No Fuss. Last week Kodak paid public reverence to all three. In Manhattan, President William Scott Vaughn, 60, a mathematician and onetime Rhodes scholar, announced that "George Eastman's idea was to 'make a camera as easy to use as the pencil'--and picture taking now becomes that easy." What makes it so, in Vaughn's view, is the latest developments from Kodak's researchers: new Kodak still-film cartridges that pop in and out like blades in a razor, and four new models of "Instamatic" cameras (prices: $16 to $110) that use the film and automatically set the lens opening.
Hoping for sales of 1,000,000 of the cameras this year, Kodak is counting on the new line to broaden its appeal to what Vaughn calls "the mass market, people who don't want to be fussy in their picture taking." That market is expanding so rapidly that Vaughn also announced that Kodak's 1962 U.S. sales--two-thirds in photography and one-third in synthetic fibers, chemicals and defense work topped $1 billion for the first time, and profits rose 8% to $140 million after taxes.
Counterattacking.
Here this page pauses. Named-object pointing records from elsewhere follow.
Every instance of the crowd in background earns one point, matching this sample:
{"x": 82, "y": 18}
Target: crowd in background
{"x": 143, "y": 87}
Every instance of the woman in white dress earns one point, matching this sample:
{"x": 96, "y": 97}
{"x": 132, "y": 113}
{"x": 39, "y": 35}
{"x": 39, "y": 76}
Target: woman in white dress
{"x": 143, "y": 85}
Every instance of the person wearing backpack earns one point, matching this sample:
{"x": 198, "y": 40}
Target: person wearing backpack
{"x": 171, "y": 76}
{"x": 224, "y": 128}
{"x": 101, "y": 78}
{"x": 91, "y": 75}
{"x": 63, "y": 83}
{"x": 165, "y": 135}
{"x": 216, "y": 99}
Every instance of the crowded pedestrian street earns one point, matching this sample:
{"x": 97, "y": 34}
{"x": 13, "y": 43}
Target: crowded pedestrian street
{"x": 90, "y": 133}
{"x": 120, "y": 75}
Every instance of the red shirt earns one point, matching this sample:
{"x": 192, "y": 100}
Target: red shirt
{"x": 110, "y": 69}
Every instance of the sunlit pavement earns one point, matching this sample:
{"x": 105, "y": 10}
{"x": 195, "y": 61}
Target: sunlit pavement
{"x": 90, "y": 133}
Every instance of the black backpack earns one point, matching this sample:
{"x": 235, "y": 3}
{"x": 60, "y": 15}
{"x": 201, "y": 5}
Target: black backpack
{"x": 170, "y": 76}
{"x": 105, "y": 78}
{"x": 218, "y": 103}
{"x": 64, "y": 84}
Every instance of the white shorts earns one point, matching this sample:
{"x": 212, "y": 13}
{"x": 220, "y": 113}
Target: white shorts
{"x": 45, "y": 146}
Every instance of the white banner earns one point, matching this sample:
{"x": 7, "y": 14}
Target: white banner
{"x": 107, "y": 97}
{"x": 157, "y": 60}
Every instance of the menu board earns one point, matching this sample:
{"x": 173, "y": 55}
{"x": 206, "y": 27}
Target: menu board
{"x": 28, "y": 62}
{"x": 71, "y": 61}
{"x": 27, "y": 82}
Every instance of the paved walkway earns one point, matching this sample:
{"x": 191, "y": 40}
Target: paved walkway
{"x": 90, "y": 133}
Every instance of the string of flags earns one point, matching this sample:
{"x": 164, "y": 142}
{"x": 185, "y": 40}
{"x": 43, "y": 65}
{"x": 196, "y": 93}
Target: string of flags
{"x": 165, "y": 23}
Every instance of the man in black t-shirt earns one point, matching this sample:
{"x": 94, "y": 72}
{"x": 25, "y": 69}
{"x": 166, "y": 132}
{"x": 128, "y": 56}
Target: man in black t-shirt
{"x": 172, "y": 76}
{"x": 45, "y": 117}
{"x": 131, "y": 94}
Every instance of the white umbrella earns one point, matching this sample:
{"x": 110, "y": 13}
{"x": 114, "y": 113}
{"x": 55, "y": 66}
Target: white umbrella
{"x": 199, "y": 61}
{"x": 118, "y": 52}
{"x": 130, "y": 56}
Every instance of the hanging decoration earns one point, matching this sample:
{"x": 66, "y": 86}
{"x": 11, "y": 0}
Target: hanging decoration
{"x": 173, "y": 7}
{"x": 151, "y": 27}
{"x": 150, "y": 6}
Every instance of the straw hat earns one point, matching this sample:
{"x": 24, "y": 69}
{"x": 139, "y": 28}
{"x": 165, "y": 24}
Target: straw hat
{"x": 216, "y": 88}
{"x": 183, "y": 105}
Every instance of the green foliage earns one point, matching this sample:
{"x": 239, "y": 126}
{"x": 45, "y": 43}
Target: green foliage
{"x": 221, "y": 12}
There are also some things that Eastman Kodak would be happier not to have to talk about. Prime among them is monopoly; the company controls so much of the U.S. camera-and-film market (more than 40%) that the specter of the trustbusters always looms large. Then there is Polaroid, whose convenient "instant" photographs have caused something of a revolution in the camera industry. Dr. Edwin Land offered to sell his picture-in-a-minute system to Kodak in 1946, but Kodak's deliberative managers figured that the company was already too busy with seemingly surer projects, thought Land's camera would not click. Another sore subject is competition from those precise, lower-wage foreign camera makers who have won over so many camera buffs. Even though any widening of the camera market only helps to sell high-profit Kodak film--which accounts for almost half the world's film sales--Kodak's attitude toward the aggressive Japanese and German interlopers is one of competitive concern.
Outclassed by foreign camera makers and outresearched in one important area by Polaroid. Kodak is counterattacking by stressing its own low-cost convenience. Of course, admits President Vaughn, "holding prices down means cutting the finishing costs and the handwork on cameras.'' It also means invading the competitors' home grounds abroad, where Kodak sold more than $325 million in cameras and film last year and will invest $27 1/2 million in capital expansion and modernization this year. "If you can get a Frenchman to drink Coca-Cola," says Vaughn optimistically, "it won't be long before all Europeans will take to the idea of using Kodaks."